Opening times: 16:00 - 20:00
Official opening: 13.11.2020 / 18:00
For the November edition of Windows 2020. New Phenomena, Magdalena Kirklewska and Ksawery Kirklewski are going to prepare a spatial installation inside the LKW Gallery titled „Smile, please”.
In the artists’ own words:
Depression affects 350 million people each year, making it one of the most widespread diseases around the world. The COVID-19 pandemic, social isolation, political and economic crisis all have a destructive influence on our mental health. According to the latest research published by Boston University School of Public Health (BUSPH), the number of people with depression symptoms in the USA has increased from 8.5% before the pandemic to 27.8% in April 2020. This increase – the numbers grew more than threefold – is the effect of stressors associated with the pandemic, most notably financial problems. The pandemic wave of depression will most likely also hit Poland.
Poland is among the leading European countries in terms of the share of people suffering from depression among the population (5.1% in 2017 according to WHO), with more than 5,000 Poles committing suicide each year. Depression is a widespread problem that affects people from various age and social groups. Nevertheless, depression patients are stigmatised and discriminated against in the Polish society, as a result of harmful stereotypes that still exist about mental illnesses. Persons experiencing such reactions are more reluctant to reveal their illness, less frequently seek support and more often resign from pursuing necessary treatment. Depression doesn’t always have the face of a person sunk in grief, hiding away from the world. Those affected often maintain the semblance of normal functioning, hiding their condition beneath a smile, while their illness goes unnoticed by those around them. Overcoming the tabooisation of depression and mutual empathy might help us survive these generally very difficult times.

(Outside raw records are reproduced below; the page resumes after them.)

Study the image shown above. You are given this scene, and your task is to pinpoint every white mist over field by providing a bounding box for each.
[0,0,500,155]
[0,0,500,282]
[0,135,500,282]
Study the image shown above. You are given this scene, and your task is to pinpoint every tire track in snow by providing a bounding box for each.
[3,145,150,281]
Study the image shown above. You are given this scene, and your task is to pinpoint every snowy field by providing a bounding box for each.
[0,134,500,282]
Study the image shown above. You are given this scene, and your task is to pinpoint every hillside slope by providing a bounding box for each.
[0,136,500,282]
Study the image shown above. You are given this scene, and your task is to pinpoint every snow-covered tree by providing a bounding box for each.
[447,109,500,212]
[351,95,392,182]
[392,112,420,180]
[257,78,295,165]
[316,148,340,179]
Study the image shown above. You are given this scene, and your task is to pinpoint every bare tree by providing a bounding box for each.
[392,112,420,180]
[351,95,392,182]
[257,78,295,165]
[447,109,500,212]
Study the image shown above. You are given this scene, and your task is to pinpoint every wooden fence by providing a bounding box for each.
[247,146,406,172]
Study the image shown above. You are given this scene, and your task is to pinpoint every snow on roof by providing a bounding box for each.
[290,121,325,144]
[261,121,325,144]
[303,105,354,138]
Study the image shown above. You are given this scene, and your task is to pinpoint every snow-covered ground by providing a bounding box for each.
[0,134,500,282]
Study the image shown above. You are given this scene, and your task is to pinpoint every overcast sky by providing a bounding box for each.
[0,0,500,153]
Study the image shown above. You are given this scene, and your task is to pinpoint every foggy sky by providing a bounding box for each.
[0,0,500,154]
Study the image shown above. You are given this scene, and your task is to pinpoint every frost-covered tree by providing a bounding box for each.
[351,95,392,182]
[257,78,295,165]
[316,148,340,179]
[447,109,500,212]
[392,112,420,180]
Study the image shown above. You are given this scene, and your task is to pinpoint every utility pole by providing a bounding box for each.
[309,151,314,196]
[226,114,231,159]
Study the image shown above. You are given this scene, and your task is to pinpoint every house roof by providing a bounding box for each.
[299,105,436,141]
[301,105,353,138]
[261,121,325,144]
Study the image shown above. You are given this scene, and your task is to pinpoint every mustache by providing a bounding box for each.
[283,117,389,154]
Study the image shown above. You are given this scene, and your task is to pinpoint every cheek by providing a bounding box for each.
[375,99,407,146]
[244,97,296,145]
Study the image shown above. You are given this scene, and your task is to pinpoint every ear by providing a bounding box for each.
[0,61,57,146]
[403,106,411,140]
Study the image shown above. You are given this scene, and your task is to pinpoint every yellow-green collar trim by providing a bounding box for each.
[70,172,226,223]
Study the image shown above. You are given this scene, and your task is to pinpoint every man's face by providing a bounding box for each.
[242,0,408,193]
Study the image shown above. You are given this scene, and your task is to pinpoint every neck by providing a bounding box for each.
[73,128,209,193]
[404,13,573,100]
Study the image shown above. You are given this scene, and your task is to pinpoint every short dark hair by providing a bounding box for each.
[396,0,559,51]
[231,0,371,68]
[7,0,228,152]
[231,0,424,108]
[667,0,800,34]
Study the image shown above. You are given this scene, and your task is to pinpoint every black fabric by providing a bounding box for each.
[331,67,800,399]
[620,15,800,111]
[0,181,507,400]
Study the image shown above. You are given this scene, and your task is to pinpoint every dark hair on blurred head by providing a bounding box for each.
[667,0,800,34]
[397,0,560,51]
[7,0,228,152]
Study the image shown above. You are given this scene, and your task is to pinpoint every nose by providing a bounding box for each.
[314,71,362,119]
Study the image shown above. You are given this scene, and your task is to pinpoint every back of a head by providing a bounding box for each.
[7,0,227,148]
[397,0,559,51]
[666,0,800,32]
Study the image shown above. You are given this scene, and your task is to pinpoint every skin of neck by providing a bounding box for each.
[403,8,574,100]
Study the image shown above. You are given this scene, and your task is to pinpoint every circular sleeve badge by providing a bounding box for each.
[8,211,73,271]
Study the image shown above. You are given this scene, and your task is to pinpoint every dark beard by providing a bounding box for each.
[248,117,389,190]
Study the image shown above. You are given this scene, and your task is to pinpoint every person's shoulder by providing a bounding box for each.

MAGDALENA KIRKLEWSKA (borh 1990) is a graduate of the Faculty of Painting of the Academy of Fine Arts in Gdańsk. She graduated with honours in 2015. In her painting, she focuses on the image of the body in the context of social and cultural patterns. In 2019, she received a mention of honour in the 2019 Eibisch Award, Katarzyna Napiórkowska Art Gallery, Warsaw. In 2020, she presented her works at solo exhibitions, e.g. Images of Bodies, Żak Gallery, Venus and Adonis, WL4 – Mleczny Piotr, and Magdalena Kirklewska – Let’s Hang Artists Every Day at the Artists’ Colony in Gdańsk. She lives and works in Gdańsk.
KSAWERY KIRKLEWSKI (born in 1988) is a graphic designer, animator and programmer, graduate of the Faculty of Graphic Arts of the Academy of Fine Arts in Gdańsk. His graduation work Banner Exhibition, presented in 2015, received the Award of the Minister of Culture in the Design 32. The best Works from the Academy of Fine Arts in Katowice 2015. He creates public artworks, live visualisations and music videos. In his work, he relies on new technologies, programming, advertising media, and old RTV equipment. He is the cofounder of Fundacja(x), working with the broadly understood new media art and its popularisation (for instance by organising the AVX – Audio Video Experyment microfestival). He lives in Gdańsk’s Dolne Miasto.
www.ksawerykomputery.pl
www.instagram.com/ksawerykomputery
Windows 2020. New Phenomena – concept of the series
A SERIES OF EXHIBITIONS IN THE PUBLIC SPACE / LKW GALLERY
Climate marches, wildfires, melting glaciers, animal species going extinct, mutating viruses and life under lockdown, plus the ongoing threat of terrorism, fear of strangers and recurring nationalist tendencies… One could say that we’re living in “interesting times”, when dystopian visions become reality. In order to survive, on the one hand, we tend to go in denial, gradually adapt to the situation, escape into cyberspace and dream about flying to Mars, and on the other, we feel a growing personal rebellion and fear at what’s still to come, and try to make a change.
The LKW Gallery space will act as a window where you’ll be able to look from the outside at sculptures, installations, interventions, video works and performances – but it will also serve as a broadcasting studio for artistic actions.
Using any medium they choose, each of the invited artists will prepare their own show, with the audience being composed of both art consumers and accidental passers-by.